Cline and Cursor solve adjacent but different problems. Cursor excels as your daily IDE with always-on AI: ghost text, Tab completions, and solid multi-file Composer. Cline excels at executing discrete complex tasks with explicit human oversight and model flexibility. The telling fact: many developers run Cline inside Cursor — getting both autocomplete and autonomous task execution from the same editor.
Category breakdown
Pick by use case
Cline and Cursor both live in VS Code — and that’s roughly where their similarity ends.
Cursor is a full IDE replacement. You install it instead of VS Code. It has AI baked into every surface: ghost text autocomplete as you type, Tab completions that understand context, a chat sidebar, and Composer for multi-file tasks. It’s opinionated, polished, and ready to use the moment you open it.
Cline is an extension you add to VS Code (or Cursor itself). It adds an autonomous agent capability: describe a task, and Cline reads files, plans changes, runs commands, and applies edits — pausing at each consequential step to show you what it wants to do and get your approval.
The distinction matters because one tool is replacing your IDE; the other is adding a capability to it.
What Cursor Does Well
Cursor is optimized for the experience of writing code.

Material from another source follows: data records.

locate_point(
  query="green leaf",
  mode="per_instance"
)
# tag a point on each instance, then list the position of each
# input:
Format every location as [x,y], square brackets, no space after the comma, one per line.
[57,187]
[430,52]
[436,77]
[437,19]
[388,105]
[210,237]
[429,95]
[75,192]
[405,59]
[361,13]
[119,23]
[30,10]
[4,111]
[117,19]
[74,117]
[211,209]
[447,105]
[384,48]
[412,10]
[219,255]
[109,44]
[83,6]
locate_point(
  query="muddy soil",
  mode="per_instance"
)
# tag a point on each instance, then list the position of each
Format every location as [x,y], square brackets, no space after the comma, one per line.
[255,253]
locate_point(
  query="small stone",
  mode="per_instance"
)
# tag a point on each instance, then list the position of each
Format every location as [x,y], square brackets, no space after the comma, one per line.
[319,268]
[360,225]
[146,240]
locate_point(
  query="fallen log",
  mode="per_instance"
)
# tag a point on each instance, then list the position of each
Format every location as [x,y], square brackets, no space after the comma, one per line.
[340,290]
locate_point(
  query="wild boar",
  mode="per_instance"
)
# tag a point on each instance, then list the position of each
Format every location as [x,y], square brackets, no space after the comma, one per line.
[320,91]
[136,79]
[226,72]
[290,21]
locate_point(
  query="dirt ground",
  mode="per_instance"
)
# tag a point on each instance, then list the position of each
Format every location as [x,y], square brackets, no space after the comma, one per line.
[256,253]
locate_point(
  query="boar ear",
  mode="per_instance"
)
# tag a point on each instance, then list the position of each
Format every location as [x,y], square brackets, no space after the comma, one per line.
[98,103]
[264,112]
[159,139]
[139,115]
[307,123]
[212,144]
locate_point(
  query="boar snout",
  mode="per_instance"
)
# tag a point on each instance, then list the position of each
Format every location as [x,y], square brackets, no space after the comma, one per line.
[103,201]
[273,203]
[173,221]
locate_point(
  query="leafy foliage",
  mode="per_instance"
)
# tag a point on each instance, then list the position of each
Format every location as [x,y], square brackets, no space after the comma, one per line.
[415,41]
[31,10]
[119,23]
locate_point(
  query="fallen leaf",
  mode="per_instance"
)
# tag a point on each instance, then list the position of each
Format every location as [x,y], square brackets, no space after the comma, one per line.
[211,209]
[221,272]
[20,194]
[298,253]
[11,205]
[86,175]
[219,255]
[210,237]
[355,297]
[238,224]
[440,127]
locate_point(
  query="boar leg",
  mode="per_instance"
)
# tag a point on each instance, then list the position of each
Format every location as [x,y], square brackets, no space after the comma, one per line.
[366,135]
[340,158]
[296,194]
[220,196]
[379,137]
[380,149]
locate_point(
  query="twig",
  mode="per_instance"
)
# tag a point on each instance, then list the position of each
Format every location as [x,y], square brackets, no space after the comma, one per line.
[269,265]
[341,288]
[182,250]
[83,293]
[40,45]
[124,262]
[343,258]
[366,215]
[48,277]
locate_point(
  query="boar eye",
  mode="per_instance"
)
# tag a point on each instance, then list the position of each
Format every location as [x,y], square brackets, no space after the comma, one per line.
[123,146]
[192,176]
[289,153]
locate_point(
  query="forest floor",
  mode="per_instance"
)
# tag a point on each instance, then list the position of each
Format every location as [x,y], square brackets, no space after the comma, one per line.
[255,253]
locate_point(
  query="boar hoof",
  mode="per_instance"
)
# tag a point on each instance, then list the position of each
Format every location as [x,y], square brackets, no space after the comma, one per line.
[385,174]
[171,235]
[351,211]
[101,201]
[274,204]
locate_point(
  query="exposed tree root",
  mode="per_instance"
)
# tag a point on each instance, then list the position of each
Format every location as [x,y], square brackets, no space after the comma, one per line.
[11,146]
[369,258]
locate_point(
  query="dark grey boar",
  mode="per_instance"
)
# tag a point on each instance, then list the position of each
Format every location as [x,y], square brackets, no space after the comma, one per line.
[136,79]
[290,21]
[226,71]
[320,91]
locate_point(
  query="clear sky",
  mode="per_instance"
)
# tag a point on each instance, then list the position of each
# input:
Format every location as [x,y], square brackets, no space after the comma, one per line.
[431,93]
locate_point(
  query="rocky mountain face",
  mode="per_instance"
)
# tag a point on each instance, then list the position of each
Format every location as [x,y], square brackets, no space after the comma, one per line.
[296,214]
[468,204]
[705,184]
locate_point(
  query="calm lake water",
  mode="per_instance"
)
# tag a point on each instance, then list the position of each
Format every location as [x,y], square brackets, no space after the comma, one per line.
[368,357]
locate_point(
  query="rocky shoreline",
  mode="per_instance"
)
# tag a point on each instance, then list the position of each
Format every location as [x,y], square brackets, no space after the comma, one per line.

The autocomplete engine is among the best available — it understands intent across files, predicts multi-line completions, and doesn’t constantly interrupt your flow. If you’ve used GitHub Copilot, Cursor’s Tab completions are a noticeable step up.
Cursor Composer handles multi-file tasks reasonably well. Give it a high-level instruction, and it will identify relevant files and make coordinated changes. It’s not as deep as Cline’s agent loop, but for most day-to-day tasks it’s fast and sufficient.
The pricing model is also clear: $20/mo Pro gives you a working AI IDE without per-request billing anxiety.
What Cline Does Well
Cline is purpose-built for autonomous task execution. The difference from Cursor Composer isn’t just feature depth — it’s the interaction model.
With Cline, you get:
- Plan mode: a dedicated planning step before execution where you review and approve the plan
- Approval dialogs before every terminal command and file outside your project
- Checkpoints: save state and restore at any point in a session
- Full diff review before any file changes land
- Model freedom: use Claude Opus 4.6 for complex reasoning, switch to Haiku 4.5 for edits, run Gemini 3 Flash for speed
For tasks where you want to understand every step the agent is taking — a refactor touching 20 files, a feature that requires coordinated changes across layers — Cline’s approval model gives you visibility that Cursor Composer doesn’t.
The Interesting Case: Cline Inside Cursor
Many developers run Cline as an extension inside Cursor. This isn’t a hack — Cline works in any VS Code-based editor.
The combination gives you:
- Cursor’s autocomplete for writing code
- Cline’s agent loop for executing complex tasks
- Cursor’s overall IDE polish and ecosystem
- Cline’s model flexibility when you need a specific LLM
If you’re a Cursor subscriber who occasionally needs deep autonomous task execution with explicit controls, adding Cline as an extension is worth the API cost. They don’t conflict.
Cost Model Comparison
Cursor charges a subscription: $20/mo for Pro, $40/mo for Business. The subscription includes model access (Claude Sonnet, GPT-5.4) with usage limits.
Cline has no subscription. You pay your LLM provider directly. A complex Cline session with Claude Sonnet might cost $0.50–$3.00 depending on context length and edits. For light use, Cline can be cheaper than Cursor’s subscription. For heavy agentic use with expensive models, it can exceed Cursor’s cost.
The practical difference: Cursor’s cost is predictable. Cline’s cost scales with usage, which is good discipline but requires attention.
Who Should Use Which
Use Cursor if:
- You want a polished AI IDE with autocomplete from day one
- You want fixed, predictable monthly pricing
- You do most of your AI interaction inline while writing
Use Cline if:
- You want explicit agent control with approval steps
- You need to use LLMs beyond Claude and GPT-5.4
- You’re doing large autonomous tasks where visibility into each action matters
- You want to run Cline as an additional capability inside your existing editor (including Cursor)
Use both if: You want Cursor’s IDE quality plus Cline’s agent depth — install Cline as an extension in Cursor and get both.